'Total Army Strong' to succeed Army Family Covenant

By J.D. LeipoldOctober 16, 2014

Total Army Strong Replaces Army Family Covenant
In a Warrior's Corner presentation during the AUSA Annual Meeting in Washington, D.C., Robert Hansgen of the Soldier and Family Readiness Division of IMCOM explains the Total Army Strong commitment of senior leaders to continue quality of life progra... (Photo Credit: U.S. Army) VIEW ORIGINAL

WASHINGTON (Army News Service, Oct. 15, 2014) -- Total Army Strong, successor to the Army Family Covenant, was explained this week at the Association of the U.S. Army's Annual Meeting and Exposition, here.

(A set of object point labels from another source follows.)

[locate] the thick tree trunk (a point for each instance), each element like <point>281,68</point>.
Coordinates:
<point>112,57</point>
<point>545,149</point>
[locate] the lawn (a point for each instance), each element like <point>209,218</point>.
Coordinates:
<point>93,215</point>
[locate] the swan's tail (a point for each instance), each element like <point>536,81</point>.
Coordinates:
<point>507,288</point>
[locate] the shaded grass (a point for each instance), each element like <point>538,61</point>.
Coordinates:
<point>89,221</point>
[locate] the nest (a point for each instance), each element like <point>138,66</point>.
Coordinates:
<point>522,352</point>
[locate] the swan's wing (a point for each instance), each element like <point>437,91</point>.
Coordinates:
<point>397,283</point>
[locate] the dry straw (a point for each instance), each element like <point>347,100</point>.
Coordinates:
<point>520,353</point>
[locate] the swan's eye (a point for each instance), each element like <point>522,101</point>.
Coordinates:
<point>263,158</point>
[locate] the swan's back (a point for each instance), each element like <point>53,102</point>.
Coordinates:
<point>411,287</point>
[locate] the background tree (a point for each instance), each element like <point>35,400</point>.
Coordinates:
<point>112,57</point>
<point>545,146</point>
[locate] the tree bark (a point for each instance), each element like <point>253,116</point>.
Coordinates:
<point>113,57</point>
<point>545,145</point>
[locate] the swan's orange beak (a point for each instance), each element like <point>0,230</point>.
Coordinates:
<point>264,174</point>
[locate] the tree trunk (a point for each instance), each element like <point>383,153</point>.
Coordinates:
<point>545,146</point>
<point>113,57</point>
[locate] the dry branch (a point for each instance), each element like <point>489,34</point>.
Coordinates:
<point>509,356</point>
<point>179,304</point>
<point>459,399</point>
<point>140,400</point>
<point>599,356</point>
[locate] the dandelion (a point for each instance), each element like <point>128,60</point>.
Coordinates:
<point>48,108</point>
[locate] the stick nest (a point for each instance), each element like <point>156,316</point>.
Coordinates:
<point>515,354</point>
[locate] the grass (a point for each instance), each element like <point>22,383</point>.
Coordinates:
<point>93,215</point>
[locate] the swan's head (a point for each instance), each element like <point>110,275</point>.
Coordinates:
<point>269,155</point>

Rather than having a prescribed list of what programs stay and go, Total Army Strong will give installation commanders the authority to determine what Soldier and family quality-of-life programs work best in their particular geographic communities, because needs differ from Georgia to Washington state, to Korea.

In 2007, under the Army Family Covenant, Army leaders undertook a long-term commitment to resource and standardize critical support programs for Soldiers, their families and civilians. While the covenant was focused on specific programs which commanders couldn't control, Total Army Strong will be a tailorable platform and commanders will decide what programs best suit their communities.

"Total Army Strong is our continued commitment to Soldiers, families and civilians," said Lt. Gen. David D. Halverson, assistant chief of staff for installation management and commanding general, Installation Management Command. "Through Total Army Strong we will sustain a system of programs and services to mitigate the unique demands of military life, foster life skills, strengthen resilience and promote a strong and ready Army."

During fiscal years 2007 through 2010, the Army doubled its investment in funding for Soldier and family programs and improved the quality-of-life portfolio by building new youth and child development centers and creating Survivor Outreach Services, to help the families of lost Soldiers. The covenant also built upon Family Assistance Centers for the National Guard and Army Reserve, improved Army housing and increased the accessibility to health care.

"Throughout that period, there was a lot of building and growing of programs, but then we hit 2010, 2011, and we started going to the sustain mode, the improvement mode a bit and that really helped us standardize and get things in order for the Army," said Robert E. Hansgen of the Soldier and Family Readiness Division of IMCOM.

In 2013, with the Defense Department facing sequestration and major slashes in the budget, Army Chief of Staff Gen. Ray Odierno reached out to IMCOM to explore how to be more efficient with Soldier and family quality-of-life programs, while keeping the Army's commitment to its force.

Hansgen said IMCOM, the Army staff and a variety of commands collectively put together a bucket list of programs, which were categorized from high, medium to low risk, based on how the loss or diminishment of a particular program would affect families and Soldier readiness.

"The reason we did that was because it's difficult from a headquarters level to say which program is more important than another, which is why commanders will now be able to determine what is best and then do some rebalancing," he said.